For those of you who are running a version older than 7.3, you’ll need to temporarily close and then reopen the index in which you want to reload the synonyms file rather than sending the two commands above. Upon reopening, the index will reload the new synonyms file.
*Important*: If you have multiple nodes in your cluster, be sure to update the synonyms file on every node to ensure a consistent result.
The second option is to use the new Synonyms API that has been released in beta in 8.10. That option is the most flexible one as it doesn’t impact the cluster state like we saw earlier and it doesn’t require you to upload your synonyms file to all your nodes and clearing all your caches.
This new API simply stores the synonyms in a system index, like any other documents. It allows you to create synonyms sets and their associated rules. Synonyms sets are simply a way to store related synonyms in a consistent way and they can be updated dynamically at search time. There are also no limits as to how many sets you can define. Each synonyms set contains synonyms rules. Let’s now see how to define such a synonyms set and apply it to our `my_synonym_analyzer`
First, we need to create our first synonyms set using the command below (note that the format to be used must be the Solr one):
PUT _synonyms/furniture-synonyms { "synonyms_set": [ { "id": "couch-synonyms", "synonyms": "couch, sectional, sofa" }, { "id": "large-synonyms", "synonyms": "big, large => lrg" } ] }
So, we have created a synonyms set called `furniture-synonyms` but it only contains the first two synonym rules we used earlier, for “couch” and “large”. We have forgotten to add the rule for “small”, but we don’t need to update the full synonyms set, we can just add a single rule to our existing synonyms set as shown below:
PUT _synonyms/furniture-synonyms/small-synonyms { "synonyms": "small, tiny => sm, smll" }
A new synonym rule with the identifier `small-synonyms` has now been added to our previously created synonyms set.
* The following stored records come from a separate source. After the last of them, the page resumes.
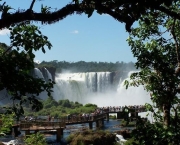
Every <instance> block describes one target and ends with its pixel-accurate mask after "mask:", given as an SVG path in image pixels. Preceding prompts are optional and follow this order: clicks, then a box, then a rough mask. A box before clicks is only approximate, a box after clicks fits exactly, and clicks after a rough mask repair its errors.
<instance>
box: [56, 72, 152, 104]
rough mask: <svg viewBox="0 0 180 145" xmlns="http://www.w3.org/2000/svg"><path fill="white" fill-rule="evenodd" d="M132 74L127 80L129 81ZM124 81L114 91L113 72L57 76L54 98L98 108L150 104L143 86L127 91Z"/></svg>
mask: <svg viewBox="0 0 180 145" xmlns="http://www.w3.org/2000/svg"><path fill="white" fill-rule="evenodd" d="M130 73H132V72H130ZM130 73H129V74H128V77H127V78H126V80H127V79H128V80H129V75H130ZM124 81H125V80H123V81H121V78H120V80H119V84H118V85H117V86H116V89H112V88H113V85H112V83H113V82H112V80H111V72H96V73H95V72H89V73H62V74H57V75H56V78H55V82H56V85H55V87H54V95H53V96H54V99H55V100H57V101H58V100H61V99H69V100H70V101H78V102H80V103H83V104H86V103H94V104H97V105H98V106H123V105H144V104H145V103H146V102H150V96H149V93H147V92H146V91H145V90H144V89H143V86H139V87H129V88H128V89H127V90H126V88H125V86H124Z"/></svg>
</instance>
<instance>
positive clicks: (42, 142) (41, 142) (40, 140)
mask: <svg viewBox="0 0 180 145" xmlns="http://www.w3.org/2000/svg"><path fill="white" fill-rule="evenodd" d="M24 143H25V145H47V143H46V138H45V137H44V135H43V134H41V133H40V132H37V133H35V134H31V135H27V136H26V137H25V139H24Z"/></svg>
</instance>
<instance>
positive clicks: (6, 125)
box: [0, 114, 15, 136]
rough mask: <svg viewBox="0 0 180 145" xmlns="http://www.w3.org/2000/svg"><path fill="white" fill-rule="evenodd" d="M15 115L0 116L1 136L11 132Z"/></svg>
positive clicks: (3, 115) (14, 114)
mask: <svg viewBox="0 0 180 145" xmlns="http://www.w3.org/2000/svg"><path fill="white" fill-rule="evenodd" d="M14 117H15V114H0V136H1V135H5V134H6V133H9V132H10V131H11V127H12V125H13V124H14Z"/></svg>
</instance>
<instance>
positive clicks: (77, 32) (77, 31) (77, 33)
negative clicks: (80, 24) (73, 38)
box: [71, 30, 79, 34]
mask: <svg viewBox="0 0 180 145" xmlns="http://www.w3.org/2000/svg"><path fill="white" fill-rule="evenodd" d="M71 33H73V34H78V33H79V31H78V30H74V31H72V32H71Z"/></svg>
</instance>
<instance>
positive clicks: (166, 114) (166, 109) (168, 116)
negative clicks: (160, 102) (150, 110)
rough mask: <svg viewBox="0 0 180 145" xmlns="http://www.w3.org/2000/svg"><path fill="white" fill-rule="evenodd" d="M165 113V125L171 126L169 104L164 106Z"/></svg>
mask: <svg viewBox="0 0 180 145" xmlns="http://www.w3.org/2000/svg"><path fill="white" fill-rule="evenodd" d="M163 113H164V122H163V123H164V125H165V126H167V127H168V126H169V125H170V105H169V104H163Z"/></svg>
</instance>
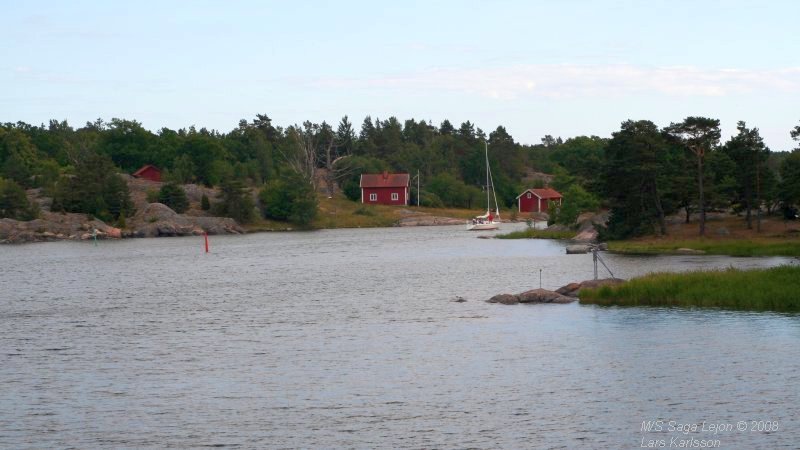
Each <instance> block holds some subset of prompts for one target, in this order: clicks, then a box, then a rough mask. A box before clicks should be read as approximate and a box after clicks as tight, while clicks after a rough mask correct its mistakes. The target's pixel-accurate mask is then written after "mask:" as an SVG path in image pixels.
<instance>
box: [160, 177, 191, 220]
mask: <svg viewBox="0 0 800 450" xmlns="http://www.w3.org/2000/svg"><path fill="white" fill-rule="evenodd" d="M158 201H159V202H160V203H163V204H165V205H167V206H169V207H170V208H172V210H173V211H175V212H176V213H182V212H184V211H186V210H187V209H188V208H189V199H188V198H187V197H186V191H184V190H183V188H182V187H180V186H179V185H177V184H175V183H167V184H165V185H163V186H161V190H160V191H159V192H158Z"/></svg>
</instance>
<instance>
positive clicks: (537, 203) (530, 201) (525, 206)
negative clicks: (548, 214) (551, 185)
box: [517, 188, 562, 212]
mask: <svg viewBox="0 0 800 450" xmlns="http://www.w3.org/2000/svg"><path fill="white" fill-rule="evenodd" d="M561 198H562V197H561V194H559V193H558V192H557V191H555V190H553V189H550V188H544V189H528V190H526V191H525V192H523V193H522V194H519V195H518V196H517V205H518V208H519V212H547V203H548V202H555V203H557V204H559V205H561Z"/></svg>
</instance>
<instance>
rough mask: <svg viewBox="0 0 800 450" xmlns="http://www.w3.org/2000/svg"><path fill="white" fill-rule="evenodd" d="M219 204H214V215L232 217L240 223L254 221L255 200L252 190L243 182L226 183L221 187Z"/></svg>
mask: <svg viewBox="0 0 800 450" xmlns="http://www.w3.org/2000/svg"><path fill="white" fill-rule="evenodd" d="M218 198H219V200H220V201H219V202H217V203H216V204H214V208H213V210H214V214H215V215H217V216H223V217H231V218H233V219H234V220H236V221H237V222H239V223H248V222H251V221H252V220H253V216H254V214H253V208H254V207H255V205H254V204H253V198H252V197H251V194H250V189H248V188H246V187H245V186H244V183H242V182H241V181H237V180H234V181H225V182H223V183H222V185H220V192H219V197H218Z"/></svg>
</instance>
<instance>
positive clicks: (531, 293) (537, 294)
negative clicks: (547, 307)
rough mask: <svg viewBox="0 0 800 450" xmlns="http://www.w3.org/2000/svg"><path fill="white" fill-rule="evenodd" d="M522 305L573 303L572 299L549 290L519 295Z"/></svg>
mask: <svg viewBox="0 0 800 450" xmlns="http://www.w3.org/2000/svg"><path fill="white" fill-rule="evenodd" d="M517 298H518V299H519V302H520V303H572V302H574V301H575V299H574V298H572V297H567V296H565V295H561V294H559V293H558V292H555V291H548V290H547V289H531V290H530V291H525V292H523V293H521V294H519V295H517Z"/></svg>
And there is no need to reload anything, all synonyms sets and rules are reloaded automatically for us and search analyzers are ready to pick them up. See how easy that was?
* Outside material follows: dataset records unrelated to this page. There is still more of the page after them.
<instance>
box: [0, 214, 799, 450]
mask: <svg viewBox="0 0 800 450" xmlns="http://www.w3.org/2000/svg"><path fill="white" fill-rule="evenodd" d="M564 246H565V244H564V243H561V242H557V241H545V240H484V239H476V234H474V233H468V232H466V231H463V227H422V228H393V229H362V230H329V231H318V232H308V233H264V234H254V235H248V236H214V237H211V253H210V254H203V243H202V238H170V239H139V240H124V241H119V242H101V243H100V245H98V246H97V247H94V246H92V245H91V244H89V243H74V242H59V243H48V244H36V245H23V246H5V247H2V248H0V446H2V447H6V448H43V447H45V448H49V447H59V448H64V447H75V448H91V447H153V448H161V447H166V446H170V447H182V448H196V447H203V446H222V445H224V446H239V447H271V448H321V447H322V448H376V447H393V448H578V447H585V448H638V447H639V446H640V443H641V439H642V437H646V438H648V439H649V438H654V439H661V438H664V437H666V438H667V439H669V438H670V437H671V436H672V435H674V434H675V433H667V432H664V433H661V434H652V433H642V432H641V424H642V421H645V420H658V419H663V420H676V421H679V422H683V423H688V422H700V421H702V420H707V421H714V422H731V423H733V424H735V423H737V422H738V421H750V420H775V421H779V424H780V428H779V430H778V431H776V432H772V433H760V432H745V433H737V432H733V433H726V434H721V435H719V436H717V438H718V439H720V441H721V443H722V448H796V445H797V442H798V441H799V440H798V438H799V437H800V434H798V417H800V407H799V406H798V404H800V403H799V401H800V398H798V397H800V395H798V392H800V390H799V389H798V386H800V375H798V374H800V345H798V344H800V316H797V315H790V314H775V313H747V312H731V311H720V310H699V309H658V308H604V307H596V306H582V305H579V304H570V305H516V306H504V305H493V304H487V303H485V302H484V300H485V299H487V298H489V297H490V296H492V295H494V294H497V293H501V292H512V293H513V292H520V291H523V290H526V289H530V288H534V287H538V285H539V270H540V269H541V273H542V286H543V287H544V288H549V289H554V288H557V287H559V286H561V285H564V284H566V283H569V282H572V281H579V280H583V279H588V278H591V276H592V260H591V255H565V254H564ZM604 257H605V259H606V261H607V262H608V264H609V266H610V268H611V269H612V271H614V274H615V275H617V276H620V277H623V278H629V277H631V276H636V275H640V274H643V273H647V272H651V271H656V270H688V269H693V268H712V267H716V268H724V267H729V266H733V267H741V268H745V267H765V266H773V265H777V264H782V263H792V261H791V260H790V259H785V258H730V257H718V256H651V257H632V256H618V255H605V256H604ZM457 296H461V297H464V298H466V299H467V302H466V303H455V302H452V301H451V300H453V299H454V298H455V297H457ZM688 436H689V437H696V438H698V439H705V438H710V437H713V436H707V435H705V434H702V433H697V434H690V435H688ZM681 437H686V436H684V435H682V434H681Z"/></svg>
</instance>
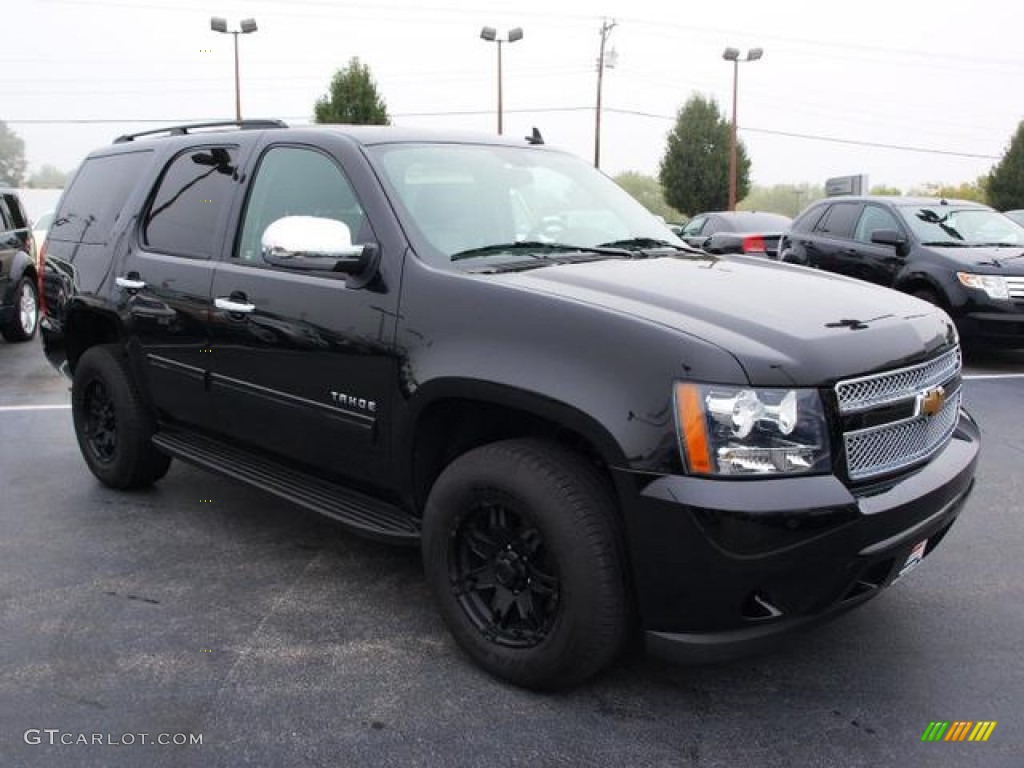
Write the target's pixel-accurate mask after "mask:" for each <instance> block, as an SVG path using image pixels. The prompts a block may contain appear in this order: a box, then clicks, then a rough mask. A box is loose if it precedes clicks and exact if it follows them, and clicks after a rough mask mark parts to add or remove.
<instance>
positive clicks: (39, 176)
mask: <svg viewBox="0 0 1024 768" xmlns="http://www.w3.org/2000/svg"><path fill="white" fill-rule="evenodd" d="M67 183H68V174H67V173H65V172H63V171H61V170H60V169H59V168H57V167H56V166H53V165H44V166H43V167H42V168H40V169H39V170H38V171H36V172H35V173H33V174H32V175H30V176H29V180H28V181H26V182H25V185H26V186H28V187H34V188H36V189H62V188H63V187H65V184H67Z"/></svg>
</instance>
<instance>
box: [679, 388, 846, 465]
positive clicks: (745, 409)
mask: <svg viewBox="0 0 1024 768" xmlns="http://www.w3.org/2000/svg"><path fill="white" fill-rule="evenodd" d="M675 402H676V424H677V425H678V430H679V441H680V445H681V450H682V454H683V462H684V463H685V465H686V467H687V468H688V469H689V471H690V472H692V473H693V474H702V475H786V474H810V473H817V472H826V471H828V470H829V469H830V466H831V459H830V454H829V450H828V427H827V424H826V422H825V416H824V409H823V408H822V406H821V396H820V395H819V394H818V392H817V390H815V389H755V388H752V387H737V386H727V385H717V384H690V383H685V382H679V383H677V384H676V396H675Z"/></svg>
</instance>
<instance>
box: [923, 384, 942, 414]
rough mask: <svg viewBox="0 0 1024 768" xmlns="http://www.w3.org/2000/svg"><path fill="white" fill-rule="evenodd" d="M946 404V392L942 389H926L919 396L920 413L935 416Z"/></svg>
mask: <svg viewBox="0 0 1024 768" xmlns="http://www.w3.org/2000/svg"><path fill="white" fill-rule="evenodd" d="M945 404H946V390H945V389H943V388H942V387H932V388H931V389H926V390H925V391H924V392H921V393H920V394H919V395H918V413H919V414H924V415H925V416H935V415H936V414H937V413H939V411H941V410H942V407H943V406H945Z"/></svg>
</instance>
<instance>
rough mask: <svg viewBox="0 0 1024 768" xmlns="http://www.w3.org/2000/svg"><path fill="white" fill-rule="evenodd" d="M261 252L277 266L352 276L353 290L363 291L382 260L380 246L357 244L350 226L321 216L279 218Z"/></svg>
mask: <svg viewBox="0 0 1024 768" xmlns="http://www.w3.org/2000/svg"><path fill="white" fill-rule="evenodd" d="M260 251H261V253H262V255H263V259H264V260H265V261H266V262H267V263H268V264H272V265H273V266H279V267H283V268H285V269H296V270H300V271H310V272H336V273H339V274H345V275H349V279H348V280H347V281H346V285H348V286H349V287H350V288H361V287H362V286H365V285H367V284H368V283H369V282H370V281H371V280H372V279H373V274H374V273H375V272H376V269H377V262H378V258H379V249H378V248H377V246H376V244H369V245H353V244H352V233H351V231H350V230H349V228H348V225H347V224H345V223H344V222H343V221H337V220H335V219H325V218H319V217H318V216H285V217H284V218H280V219H278V220H276V221H274V222H273V223H272V224H270V225H269V226H268V227H267V228H266V229H265V230H264V231H263V237H262V238H261V240H260Z"/></svg>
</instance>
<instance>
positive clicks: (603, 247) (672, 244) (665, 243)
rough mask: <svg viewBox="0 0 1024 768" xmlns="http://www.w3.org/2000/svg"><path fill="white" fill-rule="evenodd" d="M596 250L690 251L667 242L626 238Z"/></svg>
mask: <svg viewBox="0 0 1024 768" xmlns="http://www.w3.org/2000/svg"><path fill="white" fill-rule="evenodd" d="M598 248H626V249H629V250H631V251H642V250H646V249H648V248H671V249H672V250H673V251H691V250H693V249H691V248H689V247H688V246H683V245H677V244H676V243H670V242H669V241H667V240H657V239H656V238H627V239H626V240H614V241H612V242H610V243H602V244H601V245H599V246H598Z"/></svg>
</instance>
Now that our synonyms have been stored, we can define our `my_synonym_token_filter` search analyzer using the following command (note that we are only showing the part that change):
PUT /furniture-index { "settings": { "index": { "analysis": { … "filter": { "my_synonym_token_filter": { "type": "synonym", "synonyms_set": "furniture-synonyms", "updateable": true } } } } }, … }
As you can see, we only need to specify the `synonyms_set` instead of the `synonyms_file` setting, all the rest stays the same.
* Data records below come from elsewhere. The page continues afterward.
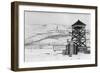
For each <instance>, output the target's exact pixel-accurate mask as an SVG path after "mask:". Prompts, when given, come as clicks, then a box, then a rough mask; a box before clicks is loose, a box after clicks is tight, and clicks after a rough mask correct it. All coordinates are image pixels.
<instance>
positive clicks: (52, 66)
mask: <svg viewBox="0 0 100 73" xmlns="http://www.w3.org/2000/svg"><path fill="white" fill-rule="evenodd" d="M19 5H26V6H34V5H35V6H45V7H62V8H81V9H94V10H95V64H83V65H63V66H50V67H49V66H48V67H33V68H31V67H30V68H29V67H28V68H19V37H18V36H19V13H18V12H19ZM97 16H98V15H97V6H85V5H69V4H51V3H35V2H19V1H15V2H12V3H11V70H13V71H29V70H48V69H63V68H80V67H94V66H97V40H98V39H97Z"/></svg>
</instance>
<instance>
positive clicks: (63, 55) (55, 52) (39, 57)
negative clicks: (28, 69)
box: [25, 49, 90, 62]
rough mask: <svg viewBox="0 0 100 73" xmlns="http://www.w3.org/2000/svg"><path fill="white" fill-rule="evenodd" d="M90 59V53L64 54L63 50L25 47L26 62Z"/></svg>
mask: <svg viewBox="0 0 100 73" xmlns="http://www.w3.org/2000/svg"><path fill="white" fill-rule="evenodd" d="M80 59H81V60H82V59H90V54H83V53H78V55H72V57H69V56H68V55H63V54H62V51H53V50H52V49H25V62H34V61H38V62H39V61H56V60H57V61H61V60H63V61H67V60H80Z"/></svg>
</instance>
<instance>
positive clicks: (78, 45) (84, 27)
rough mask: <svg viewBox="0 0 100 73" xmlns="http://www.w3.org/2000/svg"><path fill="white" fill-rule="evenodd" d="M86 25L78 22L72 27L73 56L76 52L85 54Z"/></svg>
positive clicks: (77, 21) (72, 25)
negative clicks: (73, 53) (73, 43)
mask: <svg viewBox="0 0 100 73" xmlns="http://www.w3.org/2000/svg"><path fill="white" fill-rule="evenodd" d="M85 26H86V24H84V23H83V22H81V21H80V20H78V21H77V22H76V23H74V24H73V25H72V41H73V43H74V51H73V53H74V54H77V53H78V52H84V53H85V52H86V51H87V47H86V30H85Z"/></svg>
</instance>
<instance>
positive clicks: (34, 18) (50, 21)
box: [25, 11, 91, 38]
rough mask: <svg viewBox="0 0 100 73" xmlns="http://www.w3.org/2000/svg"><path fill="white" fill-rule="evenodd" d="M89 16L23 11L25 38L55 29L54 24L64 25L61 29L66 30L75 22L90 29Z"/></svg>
mask: <svg viewBox="0 0 100 73" xmlns="http://www.w3.org/2000/svg"><path fill="white" fill-rule="evenodd" d="M90 16H91V15H90V14H84V13H83V14H79V13H77V14H76V13H67V12H66V13H55V12H51V13H50V12H36V11H25V37H26V38H27V37H29V36H31V35H32V34H36V33H39V32H41V33H42V32H46V31H47V30H52V29H55V25H54V24H60V25H64V26H65V27H61V28H62V29H68V28H69V27H71V25H72V24H74V23H75V22H76V21H77V20H80V21H82V22H83V23H85V24H86V28H87V29H89V27H90V22H91V21H90Z"/></svg>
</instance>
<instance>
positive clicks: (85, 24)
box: [72, 20, 86, 26]
mask: <svg viewBox="0 0 100 73" xmlns="http://www.w3.org/2000/svg"><path fill="white" fill-rule="evenodd" d="M76 25H79V26H81V25H82V26H85V25H86V24H84V23H83V22H81V21H80V20H78V21H77V22H75V23H74V24H73V25H72V26H76Z"/></svg>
Depending on your needs, environment constraints and the version you’re using, you now have different options to manage your synonyms.
Summary
In this article, we have explained the importance of text analyzers as well as why search-time analyzers are more flexible than index-time analyzers. We have then reviewed the benefits of the synonyms token filter in the analysis process.
We wrapped up by showing three different ways of managing your synonyms, namely inline in your index settings, through a text file that needs to be uploaded to all your nodes (since 7.3), and via the new Synonyms API (since 8.10) which offers the greatest flexibility.
Giving your users a relevant search experience requires lots of fine tuning and synonyms are a great way to give your users the experience you’re hoping they have. As with any system, it’s important to continually test and change your system to keep things up to date and working as you intend.